6 thoughts on “Is there salvation outside the church?

  1. re: universal salvation

    I tend to think of it this way- (reading the Alexandrian Fathers has tended to form this in me to some extent, as well as brushing up on some Orthodox theology lately)

    Because of the resurrection of the dead, all share in redemption. In a way, it is a continuation of God’s already present sustaining power- although we as humans have chosen to cut ourselves off from the source of life through our servering of our relatedness to God, yet apparently God is not willing for God’s creation to, as an inevitable consequence, fall into nothingness and non-being. Thus, even though we choose to not be related to God, God still sustains our existence.

    The resurrection of Christ and of the dead is ultimately the vindication of God over and against the destructive consequences of sin; that God’s love and power is greater than the power of sin and non-being, so to speak. Thus, all will be redeemed, because all will share in the resurrection. However, even though all share in the resurrection, not all will be related to God in the same way, and that relatedness, more than simply sheer existence or not, is the ultimate crux of eternity.

    I think Lewis’ vision of the Grey Town in The Great Divorce is a pretty poignant picture of this dynamic; moving further and further away from God and further and further into oneself, which could only lead into eternal misery.

  2. Shouldn’t quote Rev 21:1-5 and leave 21:7-8 out:

    Those who are victorious will inherit all this, and I will be their God and they will be my children. But the cowardly, the unbelieving, the vile, the murderers, the sexually immoral, those who practice magic arts, the idolaters and all liars—they will be consigned to the fiery lake of burning sulfur. This is the second death.” (Rev 21:7-8 TNIV)

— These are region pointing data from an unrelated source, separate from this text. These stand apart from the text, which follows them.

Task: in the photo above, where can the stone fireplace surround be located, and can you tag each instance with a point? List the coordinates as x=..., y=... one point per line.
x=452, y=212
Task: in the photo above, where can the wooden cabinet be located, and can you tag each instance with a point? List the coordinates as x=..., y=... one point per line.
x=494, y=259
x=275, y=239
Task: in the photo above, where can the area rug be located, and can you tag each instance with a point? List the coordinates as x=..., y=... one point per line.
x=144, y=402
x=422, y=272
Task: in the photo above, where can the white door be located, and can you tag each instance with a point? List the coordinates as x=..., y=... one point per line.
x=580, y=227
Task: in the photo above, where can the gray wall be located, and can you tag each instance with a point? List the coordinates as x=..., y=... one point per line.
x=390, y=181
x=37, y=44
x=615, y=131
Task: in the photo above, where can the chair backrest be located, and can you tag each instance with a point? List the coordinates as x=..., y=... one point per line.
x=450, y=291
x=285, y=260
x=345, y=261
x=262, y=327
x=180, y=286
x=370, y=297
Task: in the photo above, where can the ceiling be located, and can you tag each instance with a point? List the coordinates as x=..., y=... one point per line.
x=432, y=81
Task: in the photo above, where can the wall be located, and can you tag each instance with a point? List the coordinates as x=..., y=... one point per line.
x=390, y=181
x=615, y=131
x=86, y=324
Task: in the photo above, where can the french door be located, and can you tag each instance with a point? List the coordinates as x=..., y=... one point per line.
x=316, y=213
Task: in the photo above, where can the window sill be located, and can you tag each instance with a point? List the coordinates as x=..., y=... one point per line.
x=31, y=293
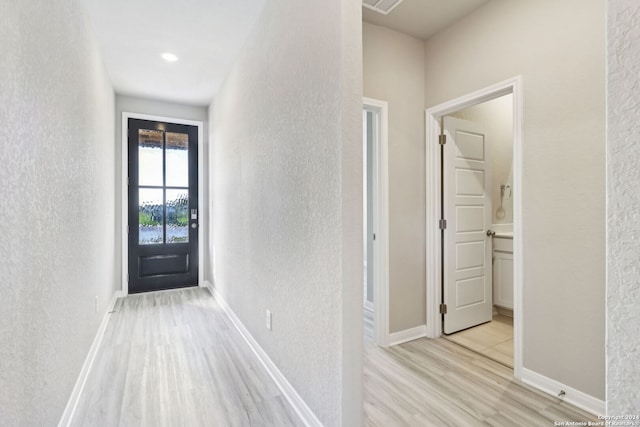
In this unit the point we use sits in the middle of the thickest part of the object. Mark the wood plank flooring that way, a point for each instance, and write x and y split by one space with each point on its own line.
435 382
175 359
492 339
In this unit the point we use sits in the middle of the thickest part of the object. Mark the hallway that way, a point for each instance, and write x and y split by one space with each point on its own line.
437 383
174 358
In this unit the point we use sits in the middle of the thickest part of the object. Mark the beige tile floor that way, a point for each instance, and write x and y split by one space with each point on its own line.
492 339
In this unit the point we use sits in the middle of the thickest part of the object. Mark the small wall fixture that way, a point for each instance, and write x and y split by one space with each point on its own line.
381 6
169 57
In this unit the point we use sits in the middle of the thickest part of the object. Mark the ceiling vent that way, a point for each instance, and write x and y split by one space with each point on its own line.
381 6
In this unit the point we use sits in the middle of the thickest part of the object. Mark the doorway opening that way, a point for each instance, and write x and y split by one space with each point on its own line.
474 282
375 221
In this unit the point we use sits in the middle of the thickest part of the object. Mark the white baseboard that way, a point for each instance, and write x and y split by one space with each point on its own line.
572 396
408 335
368 305
304 412
69 411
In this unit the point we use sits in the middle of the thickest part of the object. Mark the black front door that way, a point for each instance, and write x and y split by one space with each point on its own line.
163 205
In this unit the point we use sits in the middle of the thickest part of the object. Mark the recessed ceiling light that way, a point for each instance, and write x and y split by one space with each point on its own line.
169 57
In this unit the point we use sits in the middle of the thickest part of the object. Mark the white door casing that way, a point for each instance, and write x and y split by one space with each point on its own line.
467 209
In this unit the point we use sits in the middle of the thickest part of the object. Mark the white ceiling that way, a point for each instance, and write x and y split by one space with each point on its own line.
422 18
206 35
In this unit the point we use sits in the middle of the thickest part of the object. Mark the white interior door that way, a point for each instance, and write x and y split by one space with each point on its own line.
467 209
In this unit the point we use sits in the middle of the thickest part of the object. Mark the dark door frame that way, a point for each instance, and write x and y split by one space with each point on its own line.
124 214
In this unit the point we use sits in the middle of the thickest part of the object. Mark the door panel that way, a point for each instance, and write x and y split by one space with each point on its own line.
163 205
467 208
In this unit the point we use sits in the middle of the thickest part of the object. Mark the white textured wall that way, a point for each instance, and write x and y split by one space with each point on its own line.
286 173
132 104
497 118
57 205
623 207
558 48
393 67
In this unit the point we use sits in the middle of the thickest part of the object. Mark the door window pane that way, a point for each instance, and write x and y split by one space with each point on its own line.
150 216
150 157
177 216
177 159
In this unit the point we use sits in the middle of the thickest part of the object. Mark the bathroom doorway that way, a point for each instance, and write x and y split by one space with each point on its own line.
472 287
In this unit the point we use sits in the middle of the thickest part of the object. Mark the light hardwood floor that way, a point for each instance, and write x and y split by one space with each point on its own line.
175 359
492 339
435 382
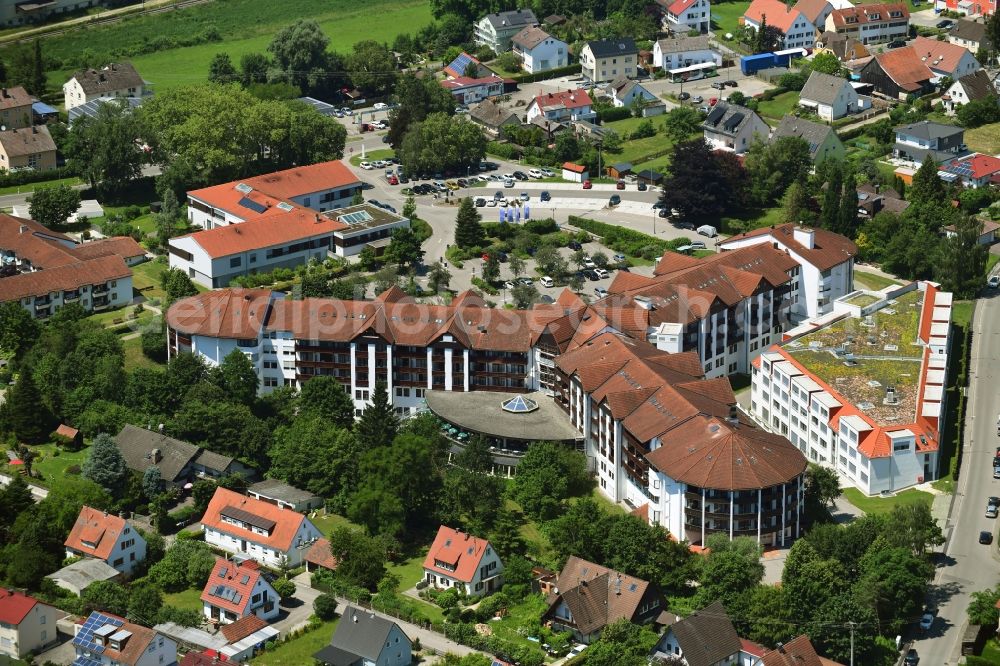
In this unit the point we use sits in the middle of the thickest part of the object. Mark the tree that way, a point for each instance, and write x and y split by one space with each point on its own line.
378 424
105 465
51 206
326 397
221 70
468 230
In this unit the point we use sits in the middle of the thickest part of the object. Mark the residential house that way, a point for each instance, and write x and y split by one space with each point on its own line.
263 532
969 88
683 16
970 35
493 117
179 462
108 640
316 187
539 50
831 97
111 81
733 128
26 624
15 108
916 141
627 93
823 141
28 149
458 559
467 90
881 432
288 238
795 28
607 59
361 637
589 597
676 52
563 107
236 589
871 23
496 31
704 638
279 493
103 536
898 73
945 58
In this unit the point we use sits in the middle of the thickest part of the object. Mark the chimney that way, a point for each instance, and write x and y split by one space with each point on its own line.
806 237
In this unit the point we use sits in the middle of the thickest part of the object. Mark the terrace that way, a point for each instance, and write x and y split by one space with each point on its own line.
861 358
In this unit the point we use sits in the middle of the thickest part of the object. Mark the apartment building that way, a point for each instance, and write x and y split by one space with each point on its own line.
859 390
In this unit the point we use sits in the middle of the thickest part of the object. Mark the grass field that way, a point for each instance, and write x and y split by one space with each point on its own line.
886 504
246 26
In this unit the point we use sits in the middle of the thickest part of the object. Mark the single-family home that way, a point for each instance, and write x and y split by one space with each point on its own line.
970 35
917 140
26 624
626 93
607 59
496 30
975 171
945 58
589 597
733 128
675 52
281 494
823 141
236 589
831 97
104 536
870 23
16 108
795 28
363 638
969 88
179 462
539 50
898 73
263 532
113 80
458 559
108 640
682 16
27 149
493 117
563 106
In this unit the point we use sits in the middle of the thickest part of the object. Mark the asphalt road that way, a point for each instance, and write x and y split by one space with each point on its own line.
969 566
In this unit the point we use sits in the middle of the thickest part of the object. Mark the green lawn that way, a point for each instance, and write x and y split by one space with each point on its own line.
185 600
886 504
300 650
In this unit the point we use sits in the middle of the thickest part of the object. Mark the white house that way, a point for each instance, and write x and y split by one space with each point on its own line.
825 260
263 532
26 624
103 536
733 128
108 640
114 80
676 52
457 559
539 50
236 589
831 97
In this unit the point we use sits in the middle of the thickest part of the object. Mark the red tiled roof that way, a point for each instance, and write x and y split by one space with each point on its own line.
462 552
14 606
96 527
286 521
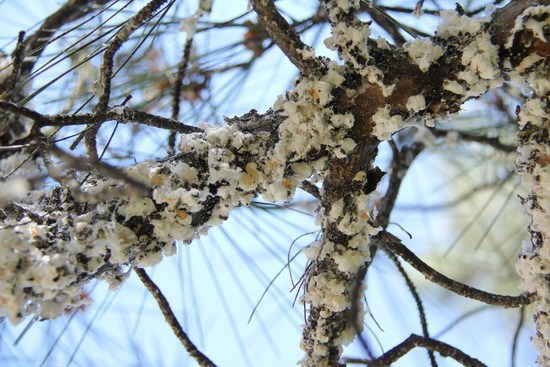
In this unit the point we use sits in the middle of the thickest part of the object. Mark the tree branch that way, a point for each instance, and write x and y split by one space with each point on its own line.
414 341
172 321
394 245
301 55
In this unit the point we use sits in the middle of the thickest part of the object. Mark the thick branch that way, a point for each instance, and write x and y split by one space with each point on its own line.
121 114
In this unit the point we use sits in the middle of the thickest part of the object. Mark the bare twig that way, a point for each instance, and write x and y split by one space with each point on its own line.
394 245
164 306
287 39
414 341
120 113
106 69
17 56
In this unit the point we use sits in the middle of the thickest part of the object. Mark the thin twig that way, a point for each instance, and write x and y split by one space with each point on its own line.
394 245
17 56
516 336
171 319
286 38
417 300
413 341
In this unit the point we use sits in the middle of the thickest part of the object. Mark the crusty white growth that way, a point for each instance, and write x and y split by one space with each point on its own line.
16 171
55 245
480 61
423 52
533 164
456 25
329 290
352 34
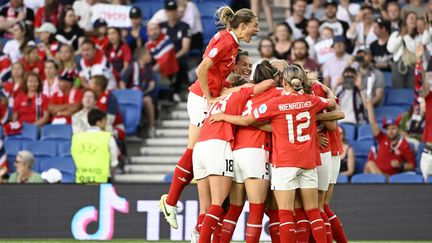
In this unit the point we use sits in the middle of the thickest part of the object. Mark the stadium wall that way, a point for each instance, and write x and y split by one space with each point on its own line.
368 212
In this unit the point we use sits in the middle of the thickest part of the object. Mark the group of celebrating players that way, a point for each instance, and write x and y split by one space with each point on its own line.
273 139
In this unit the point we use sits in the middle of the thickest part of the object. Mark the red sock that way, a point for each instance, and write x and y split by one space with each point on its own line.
254 224
183 175
337 229
317 225
209 224
303 226
287 227
328 227
216 234
273 224
229 223
199 222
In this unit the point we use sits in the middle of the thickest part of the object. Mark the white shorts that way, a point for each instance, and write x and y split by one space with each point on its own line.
212 157
324 171
250 163
197 109
291 178
335 169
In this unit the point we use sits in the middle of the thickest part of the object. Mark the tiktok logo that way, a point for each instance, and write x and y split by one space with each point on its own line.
109 203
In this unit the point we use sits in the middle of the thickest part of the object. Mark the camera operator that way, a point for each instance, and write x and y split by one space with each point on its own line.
351 94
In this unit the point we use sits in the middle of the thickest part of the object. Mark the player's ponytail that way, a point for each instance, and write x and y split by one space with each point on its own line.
232 20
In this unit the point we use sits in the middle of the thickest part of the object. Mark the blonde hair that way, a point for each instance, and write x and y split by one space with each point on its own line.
232 20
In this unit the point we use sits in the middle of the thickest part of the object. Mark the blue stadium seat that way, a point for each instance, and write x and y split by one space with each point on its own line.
364 132
29 132
390 112
342 179
58 133
64 149
130 105
399 97
409 177
350 131
65 165
368 178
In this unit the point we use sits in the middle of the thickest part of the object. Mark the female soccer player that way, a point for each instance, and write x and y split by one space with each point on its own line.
213 158
212 72
294 152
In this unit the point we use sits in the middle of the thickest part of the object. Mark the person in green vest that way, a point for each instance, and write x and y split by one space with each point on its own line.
24 174
94 151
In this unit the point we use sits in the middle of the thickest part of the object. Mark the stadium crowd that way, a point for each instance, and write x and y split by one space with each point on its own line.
57 64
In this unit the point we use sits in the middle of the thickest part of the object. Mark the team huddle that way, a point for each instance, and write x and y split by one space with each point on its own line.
272 139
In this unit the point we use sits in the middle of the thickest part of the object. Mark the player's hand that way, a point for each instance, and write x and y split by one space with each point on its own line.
323 140
216 117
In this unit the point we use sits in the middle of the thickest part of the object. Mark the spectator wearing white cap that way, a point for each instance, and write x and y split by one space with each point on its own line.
24 174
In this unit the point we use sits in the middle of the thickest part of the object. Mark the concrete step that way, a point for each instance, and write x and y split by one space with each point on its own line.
175 124
140 168
163 151
172 132
152 159
167 142
140 178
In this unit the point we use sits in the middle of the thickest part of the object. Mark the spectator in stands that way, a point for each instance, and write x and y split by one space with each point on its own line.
347 157
13 13
96 164
51 82
350 92
297 21
179 33
68 30
381 56
79 119
339 27
24 173
22 36
50 12
315 10
31 61
394 154
83 10
283 41
300 55
372 79
66 57
66 101
119 56
394 11
347 11
402 45
94 62
361 30
137 34
48 45
100 38
255 7
266 48
31 105
333 66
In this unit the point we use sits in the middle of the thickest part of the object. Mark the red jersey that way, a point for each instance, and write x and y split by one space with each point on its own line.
293 119
251 137
318 90
222 50
386 153
231 104
74 97
30 109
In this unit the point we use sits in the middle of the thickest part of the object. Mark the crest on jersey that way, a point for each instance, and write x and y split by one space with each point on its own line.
262 109
213 52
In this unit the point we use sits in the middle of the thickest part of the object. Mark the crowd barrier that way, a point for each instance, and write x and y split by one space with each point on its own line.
128 211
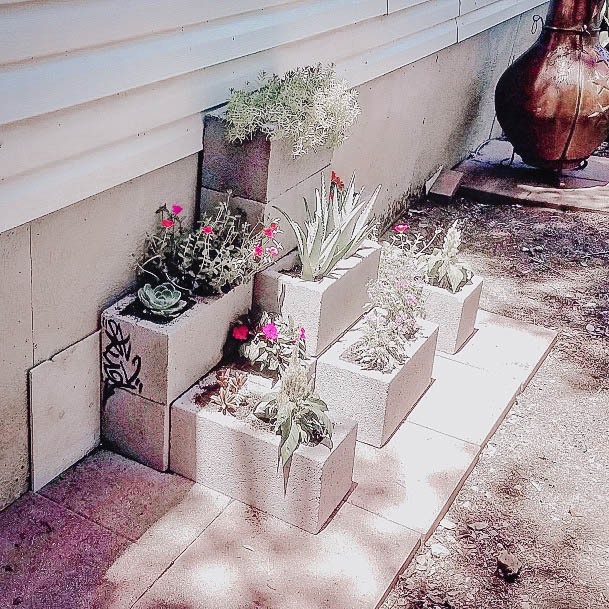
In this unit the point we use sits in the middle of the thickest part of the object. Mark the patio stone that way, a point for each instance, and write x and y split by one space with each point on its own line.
64 397
117 493
465 402
247 559
506 346
413 478
52 558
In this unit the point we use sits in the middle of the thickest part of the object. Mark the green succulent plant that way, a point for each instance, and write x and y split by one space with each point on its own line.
162 300
334 229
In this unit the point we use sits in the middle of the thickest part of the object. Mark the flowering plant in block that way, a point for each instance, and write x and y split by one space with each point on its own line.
295 411
391 321
334 229
268 342
221 252
308 106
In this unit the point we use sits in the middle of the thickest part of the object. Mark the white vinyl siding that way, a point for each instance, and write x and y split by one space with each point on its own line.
96 92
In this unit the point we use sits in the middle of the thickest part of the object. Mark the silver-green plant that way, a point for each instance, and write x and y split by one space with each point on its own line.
308 106
296 413
333 230
270 348
162 300
393 312
442 267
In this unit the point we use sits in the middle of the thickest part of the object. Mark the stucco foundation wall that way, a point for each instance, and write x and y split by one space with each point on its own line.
56 275
431 112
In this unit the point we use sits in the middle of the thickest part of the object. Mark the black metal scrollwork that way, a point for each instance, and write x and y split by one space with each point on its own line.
119 369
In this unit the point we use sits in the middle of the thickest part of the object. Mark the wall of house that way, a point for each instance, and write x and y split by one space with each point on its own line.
101 127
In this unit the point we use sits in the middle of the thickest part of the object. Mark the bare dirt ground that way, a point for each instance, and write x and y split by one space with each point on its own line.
541 488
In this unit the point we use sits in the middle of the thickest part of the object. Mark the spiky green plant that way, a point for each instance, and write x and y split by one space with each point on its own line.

    I don’t like those verses anymore than anyone else but they are what is written.

  3. I view the question as one about the nature of salvation. Is salvation primarily something about ME as an individual – going to heaven when I die, being right with God, etc.? When I read the NT I see that salvation also includes being joined together with the Body of Christ – not just the heavenly Jesus, but with the actual people, who like me, are redeemed sinners gifted with the Spirit. Put briefly, the church is part of what salvation is all about (think Ephesians 2:11ff). If I am without the church, I’m missing out on an essential part of salvation.

  4. deviant monk – Beautiful. Thanks for sharing your thoughts. I resonate with what you put forward. It is our decision whether to respond to God now and into eternity. Thanks.

    kansasbob – That’s true those verses are the ones that follow. Do you have any further thoughts about implications?

    Richard H – I think you make a good distinction between the communal and individual. I did not consider this in the original post and recognize now that I should have addressed that initially. Thanks!